Epithelial-mesenchymal transition (EMT) is a critical process in cancer cell metastasis, during which epithelial cells acquire mesenchymal characteristics, including enhanced cell motility and migration. During embryogenesis, primitive epithelial cells transition into motile mesenchymal cells through EMT, illustrating how embryogenesis produces mesenchymal cells essential for tissue development. EMT is also involved in the formation of secondary epithelial cells and can involve secondary epithelial cells during organogenesis and tissue repair. EMT is characterized by a loss of epithelial cell markers, such as cytokeratins and E-cadherin, followed by an upregulation in the expression of mesenchymal cell markers, such as N-cadherin, vimentin, and fibronectin.

These changes in epithelial and mesenchymal cell marker expression lead to a reduction in adhesion between the transitioning cell and adjacent epithelial cells and an increase in the secretion of enzymes that degrade the extracellular matrix. The loss of epithelial cell adhesion molecules and changes in the epithelial cell phenotype are key features distinguishing normal epithelial cells from those undergoing EMT. Collectively, this results in epithelial cells losing apical-basal cell polarity, reorganizing their cytoskeleton, and reprogramming gene expression, which allows the development of an invasive phenotype in cancer metastasis.
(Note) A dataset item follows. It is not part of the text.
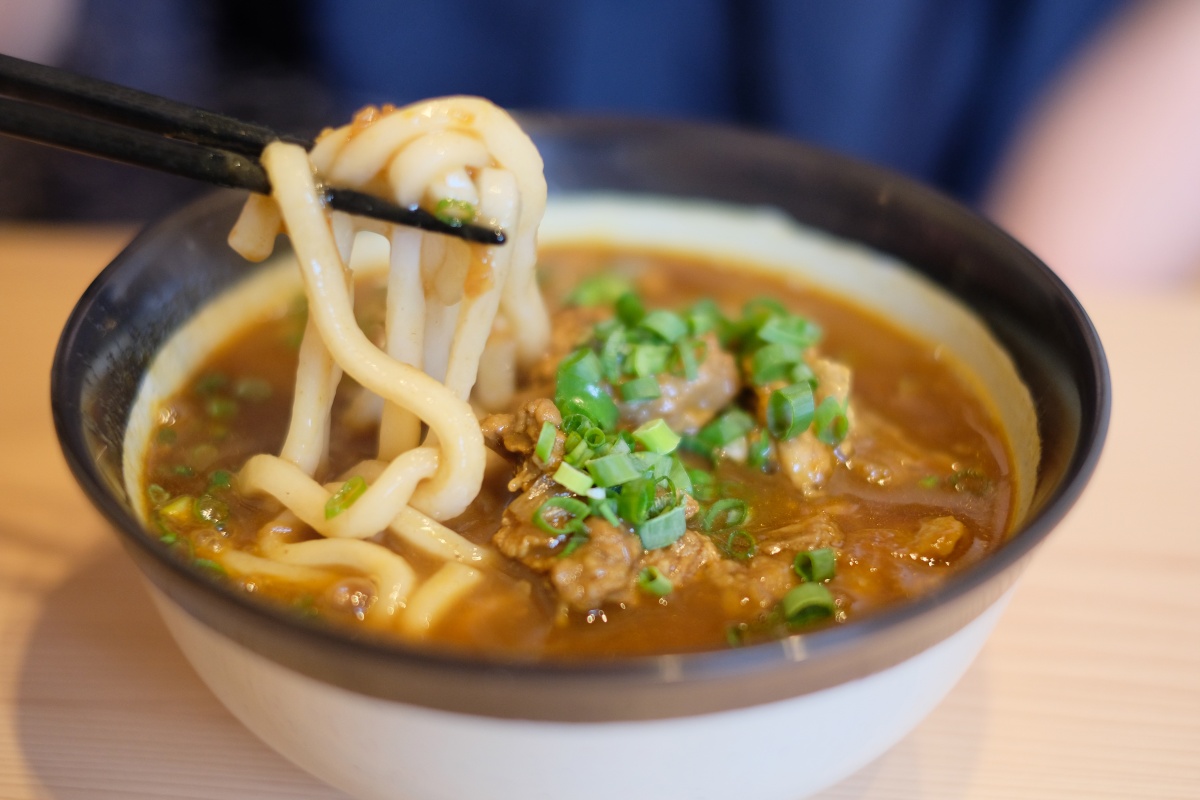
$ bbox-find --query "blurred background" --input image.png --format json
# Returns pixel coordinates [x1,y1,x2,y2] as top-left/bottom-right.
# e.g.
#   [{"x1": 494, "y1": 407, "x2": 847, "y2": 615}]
[{"x1": 0, "y1": 0, "x2": 1200, "y2": 287}]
EMT establishes epithelial cell plasticity and highlights the dynamic nature of epithelial-mesenchymal transitions, which are reversible through mesenchymal-epithelial transition (MET). Specialized squamous epithelial cells and neural crest cells are involved in developmental EMT processes, contributing to tissue patterning and morphogenesis. Tubular epithelial cells and kidney tubular epithelial cells are key models for studying EMT in tissue fibrosis and organ dysfunction. Primary mammalian epithelial cells are commonly used in EMT research due to their susceptibility to transition under experimental conditions. Through EMT, mesenchymal stem cells and vascular smooth muscle cells contribute to tissue remodeling and fibrosis. Regulation of the cell cycle is closely linked to EMT, influencing the behavior of migrating mesenchymal cells during development and cancer progression. Stem cells also play a significant role in EMT and tissue regeneration.

E-Cadherin

E-cadherin is a calcium-dependent adhesion protein found in epithelial tissues. Decreased E-cadherin expression is a fundamental event in EMT and cancer metastasis and has emerged as a molecular hallmark of carcinoma EMT. Also, it is considered the prototypical epithelial cell marker, serving as a key epithelial cell adhesion molecule whose loss is indicative of the epithelial to mesenchymal transition.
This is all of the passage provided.